Right To Midnight
“Left or right?”
“Right to Midnight.”
I had this conversation recently with my 3.5 year old son. We were in the car, and he had just dropped his favorite stuffed animal, a black cat named Midnight. He couldn’t reach it, and I was feeling around trying to find it for him, while he kept telling me I was near Midnight. When I finally tried asking him if I should move my hand left or right, his response was that I should move my hand, “right to Midnight.”
Now the fact is, a 3.5 year old doesn’t really understand that I don’t know what he knows: after all, he can see my hand and the cat, therefore I should know which way to move. This sort of thing is not at all unusual with young children. For the most part, it’s generally pretty funny.
It’s much less funny when senior management is in the role of the 3.5 year old, and the employees or customers are trying to figure out what is going on. Young children haven’t yet learned to consider other perspectives; management, on the other hand, doesn’t have that excuse.
Many people are familiar with companies that put out products with incomprehensible interfaces or unreadable documentation, and then become highly irate when the customers complain that they can’t figure out how to use the product. I worked with one high tech company where the CEO and engineering team routinely described their customers, primarily research scientists, as a bunch of incompetent idiots. They simply could not understand why their customers could not understand how to use the product. After all, the CEO and the engineers understood it.
Fortunately, very few people are going to argue that a company needs to get input from its customers and involve them in the design process. After all, that’s the best way to make sure you’re giving them something that they’ll be happy to spend money on. The real problem arises when the company’s internal communications are lacking. It is, sadly, not at all unusual for management and engineering, or engineering and sales, or any other combination of departments to be talking past each other. The groups are nominally all working for the same company, but none are capable of recognizing that the others don’t know what they know or cannot imagine that different groups within the company have different, equally valid, priorities.
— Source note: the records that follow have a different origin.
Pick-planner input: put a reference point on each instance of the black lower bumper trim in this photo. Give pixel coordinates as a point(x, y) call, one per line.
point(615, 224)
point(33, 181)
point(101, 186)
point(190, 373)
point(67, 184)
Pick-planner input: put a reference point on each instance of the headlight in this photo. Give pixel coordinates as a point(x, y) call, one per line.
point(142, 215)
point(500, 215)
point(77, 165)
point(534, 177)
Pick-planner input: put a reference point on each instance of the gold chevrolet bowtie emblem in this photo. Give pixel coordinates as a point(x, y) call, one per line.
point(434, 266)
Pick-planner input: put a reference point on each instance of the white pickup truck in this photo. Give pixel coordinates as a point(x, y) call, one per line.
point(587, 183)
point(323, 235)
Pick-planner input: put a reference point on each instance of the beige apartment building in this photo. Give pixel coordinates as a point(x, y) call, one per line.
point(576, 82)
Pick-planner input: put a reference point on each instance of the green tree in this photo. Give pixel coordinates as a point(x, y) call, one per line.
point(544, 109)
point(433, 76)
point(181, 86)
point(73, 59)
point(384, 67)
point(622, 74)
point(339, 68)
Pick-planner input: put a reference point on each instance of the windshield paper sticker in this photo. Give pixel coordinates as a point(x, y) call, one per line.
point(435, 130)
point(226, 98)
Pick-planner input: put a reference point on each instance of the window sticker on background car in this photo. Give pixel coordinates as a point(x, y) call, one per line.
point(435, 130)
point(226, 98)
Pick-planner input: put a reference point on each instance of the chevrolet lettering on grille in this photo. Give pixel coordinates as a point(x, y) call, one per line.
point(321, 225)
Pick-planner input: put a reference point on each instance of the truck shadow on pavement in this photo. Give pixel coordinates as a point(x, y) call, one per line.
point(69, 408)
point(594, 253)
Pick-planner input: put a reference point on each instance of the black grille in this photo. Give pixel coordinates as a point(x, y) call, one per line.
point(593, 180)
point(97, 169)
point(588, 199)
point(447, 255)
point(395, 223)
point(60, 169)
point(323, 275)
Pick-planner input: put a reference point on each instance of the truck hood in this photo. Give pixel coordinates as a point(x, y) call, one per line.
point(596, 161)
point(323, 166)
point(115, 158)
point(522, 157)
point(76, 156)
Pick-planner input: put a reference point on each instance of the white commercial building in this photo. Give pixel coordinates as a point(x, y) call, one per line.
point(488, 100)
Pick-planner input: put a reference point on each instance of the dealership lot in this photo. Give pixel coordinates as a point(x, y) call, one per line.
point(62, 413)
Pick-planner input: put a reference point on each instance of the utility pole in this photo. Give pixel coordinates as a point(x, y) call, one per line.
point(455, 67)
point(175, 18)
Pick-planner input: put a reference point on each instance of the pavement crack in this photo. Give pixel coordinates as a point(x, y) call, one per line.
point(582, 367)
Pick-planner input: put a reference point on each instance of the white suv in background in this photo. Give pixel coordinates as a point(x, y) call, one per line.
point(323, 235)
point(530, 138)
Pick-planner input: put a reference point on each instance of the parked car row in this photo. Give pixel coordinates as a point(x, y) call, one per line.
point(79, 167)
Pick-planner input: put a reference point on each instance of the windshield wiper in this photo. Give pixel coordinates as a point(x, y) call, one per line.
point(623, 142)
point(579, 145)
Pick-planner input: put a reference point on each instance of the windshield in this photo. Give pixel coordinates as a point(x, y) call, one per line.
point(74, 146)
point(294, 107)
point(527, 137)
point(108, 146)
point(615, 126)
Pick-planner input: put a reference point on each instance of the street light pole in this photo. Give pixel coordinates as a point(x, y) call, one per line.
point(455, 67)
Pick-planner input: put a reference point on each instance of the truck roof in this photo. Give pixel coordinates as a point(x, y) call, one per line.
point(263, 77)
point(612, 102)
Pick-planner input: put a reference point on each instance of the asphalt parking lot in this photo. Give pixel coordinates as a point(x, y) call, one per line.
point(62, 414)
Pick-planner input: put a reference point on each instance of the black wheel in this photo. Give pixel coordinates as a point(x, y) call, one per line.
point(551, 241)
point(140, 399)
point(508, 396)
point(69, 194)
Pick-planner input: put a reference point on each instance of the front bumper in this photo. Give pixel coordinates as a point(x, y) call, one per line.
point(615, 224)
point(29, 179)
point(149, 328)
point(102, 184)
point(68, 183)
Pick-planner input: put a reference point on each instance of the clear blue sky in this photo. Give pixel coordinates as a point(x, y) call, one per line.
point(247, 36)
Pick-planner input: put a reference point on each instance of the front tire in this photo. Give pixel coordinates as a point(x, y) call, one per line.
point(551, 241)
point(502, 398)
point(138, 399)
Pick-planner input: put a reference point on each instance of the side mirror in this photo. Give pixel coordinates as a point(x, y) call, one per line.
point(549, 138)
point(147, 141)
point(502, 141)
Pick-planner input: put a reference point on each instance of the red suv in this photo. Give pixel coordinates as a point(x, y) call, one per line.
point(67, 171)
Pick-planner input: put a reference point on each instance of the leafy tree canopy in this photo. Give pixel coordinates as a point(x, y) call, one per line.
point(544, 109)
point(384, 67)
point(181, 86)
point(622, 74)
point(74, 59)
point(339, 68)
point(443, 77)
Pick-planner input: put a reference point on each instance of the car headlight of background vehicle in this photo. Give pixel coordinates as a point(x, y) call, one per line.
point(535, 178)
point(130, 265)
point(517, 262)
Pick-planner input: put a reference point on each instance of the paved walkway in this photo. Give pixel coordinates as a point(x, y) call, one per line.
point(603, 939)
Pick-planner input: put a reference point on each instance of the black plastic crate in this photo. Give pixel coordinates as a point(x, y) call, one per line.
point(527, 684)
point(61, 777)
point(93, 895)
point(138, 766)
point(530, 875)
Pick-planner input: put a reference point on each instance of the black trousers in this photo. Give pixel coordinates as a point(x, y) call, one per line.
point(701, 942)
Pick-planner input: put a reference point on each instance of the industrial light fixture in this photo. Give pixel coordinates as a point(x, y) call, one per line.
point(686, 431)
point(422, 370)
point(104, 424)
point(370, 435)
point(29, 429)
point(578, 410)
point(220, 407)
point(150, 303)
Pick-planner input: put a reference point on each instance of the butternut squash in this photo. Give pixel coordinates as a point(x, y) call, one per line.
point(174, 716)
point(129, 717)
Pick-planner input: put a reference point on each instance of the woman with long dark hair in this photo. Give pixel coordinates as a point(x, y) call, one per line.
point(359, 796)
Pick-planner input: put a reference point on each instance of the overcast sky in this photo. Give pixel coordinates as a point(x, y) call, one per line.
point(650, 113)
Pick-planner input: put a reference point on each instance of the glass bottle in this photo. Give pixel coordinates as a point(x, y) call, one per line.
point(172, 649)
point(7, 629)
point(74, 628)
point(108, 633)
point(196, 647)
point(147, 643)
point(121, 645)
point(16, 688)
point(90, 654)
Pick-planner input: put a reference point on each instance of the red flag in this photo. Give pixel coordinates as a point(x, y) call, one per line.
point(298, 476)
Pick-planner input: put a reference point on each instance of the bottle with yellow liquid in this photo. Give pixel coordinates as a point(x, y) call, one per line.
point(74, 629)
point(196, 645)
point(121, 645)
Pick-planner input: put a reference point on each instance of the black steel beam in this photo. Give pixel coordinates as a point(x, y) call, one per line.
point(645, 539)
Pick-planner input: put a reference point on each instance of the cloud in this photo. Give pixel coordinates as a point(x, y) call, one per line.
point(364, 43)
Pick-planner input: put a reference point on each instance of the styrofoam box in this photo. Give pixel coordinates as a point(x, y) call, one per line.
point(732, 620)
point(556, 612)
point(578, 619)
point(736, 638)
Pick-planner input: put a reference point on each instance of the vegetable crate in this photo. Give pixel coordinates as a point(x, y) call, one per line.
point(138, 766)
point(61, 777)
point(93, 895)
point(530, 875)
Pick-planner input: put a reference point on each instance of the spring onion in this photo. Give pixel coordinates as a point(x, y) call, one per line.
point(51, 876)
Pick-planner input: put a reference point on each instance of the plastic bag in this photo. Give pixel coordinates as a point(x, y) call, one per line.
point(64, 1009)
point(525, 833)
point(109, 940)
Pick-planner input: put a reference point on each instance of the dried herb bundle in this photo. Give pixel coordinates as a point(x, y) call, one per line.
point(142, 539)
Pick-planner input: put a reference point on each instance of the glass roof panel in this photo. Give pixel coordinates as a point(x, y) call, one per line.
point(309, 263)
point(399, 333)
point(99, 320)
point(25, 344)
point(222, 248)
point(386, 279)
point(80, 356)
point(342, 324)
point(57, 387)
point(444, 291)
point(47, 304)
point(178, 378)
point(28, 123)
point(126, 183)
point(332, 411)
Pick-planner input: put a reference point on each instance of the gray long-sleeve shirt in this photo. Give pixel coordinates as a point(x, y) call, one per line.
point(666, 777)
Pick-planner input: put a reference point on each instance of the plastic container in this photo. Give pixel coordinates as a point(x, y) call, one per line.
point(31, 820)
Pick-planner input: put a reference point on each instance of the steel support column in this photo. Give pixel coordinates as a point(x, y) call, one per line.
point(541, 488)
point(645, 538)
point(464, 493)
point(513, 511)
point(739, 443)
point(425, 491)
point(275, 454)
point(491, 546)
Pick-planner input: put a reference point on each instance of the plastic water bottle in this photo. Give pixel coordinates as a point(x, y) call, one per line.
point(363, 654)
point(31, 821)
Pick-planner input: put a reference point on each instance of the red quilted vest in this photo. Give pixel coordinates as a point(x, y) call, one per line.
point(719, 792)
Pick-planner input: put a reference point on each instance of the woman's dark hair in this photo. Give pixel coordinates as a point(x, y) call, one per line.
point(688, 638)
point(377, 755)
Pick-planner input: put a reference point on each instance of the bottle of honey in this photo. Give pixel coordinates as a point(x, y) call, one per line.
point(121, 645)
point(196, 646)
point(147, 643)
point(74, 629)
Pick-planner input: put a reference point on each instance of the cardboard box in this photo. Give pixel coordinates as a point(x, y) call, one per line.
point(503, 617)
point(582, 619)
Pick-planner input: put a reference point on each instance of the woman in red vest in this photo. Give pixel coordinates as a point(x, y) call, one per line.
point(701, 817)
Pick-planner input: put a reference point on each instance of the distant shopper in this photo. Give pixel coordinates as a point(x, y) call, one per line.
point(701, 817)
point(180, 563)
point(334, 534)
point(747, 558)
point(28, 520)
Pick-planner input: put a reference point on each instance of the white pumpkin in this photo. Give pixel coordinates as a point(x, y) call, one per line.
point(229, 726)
Engineers, for example, are most concerned with building elegant, effective solutions to problems. Salesmen want to sell product. Documentation wants to describe what the product does. Customer support wants to help the customer actually use the product. Managers are trying to meet deadlines and generate revenue for the company. It would seem that everyone is on the same page. The reality, though, is far different. The engineer’s elegant solution may be brilliant, but impractical: for example the engineer who suggested driving bolts into the side of my house to hold up a sunshade for an afternoon. While that would have solved the immediate problem, it was just a bit of overkill and could easily have caused other problems down the road. Salesmen may promise features that engineering can’t implement or management, in an effort to close a deal, might set overly aggressive deadlines. A case in point occurred in one company I dealt with, when the CEO turned to the VP of Engineering and asked when the product would be ready to ship.
“September 1st,” said the VP.
The CEO turned back to the phone and said, “We’ll have it for you on July 15th.”
The CEO simply could not understand why engineering couldn’t have the product done by July 15th, and the VP of Engineering simply could not understand why the CEO couldn’t accept September 1st. The net result was that the product ended up shipping on October 1st, delayed by a constant series of unmeetable deadlines.
When I’m telling this story, someone always says to me that the two people simply needed to communicate better. True, but not very useful. If it were simple, they would have done it. Under the pressure to get a product out the door, each one forgot to stop and get the full picture. Their frames of reference narrowed to the point where they could not imagine any other answer than the one they had locked onto. Whether two people or ten people are involved, it’s important to stop and ask four critical questions:
1. What do I know that they do not know?
2. What do they know that I do not know?
3. Do I actually have enough information to make a decision?
4. Are we really all on the same page?
Taking the other person’s perspective can pay off in a big way. What’s stopping you?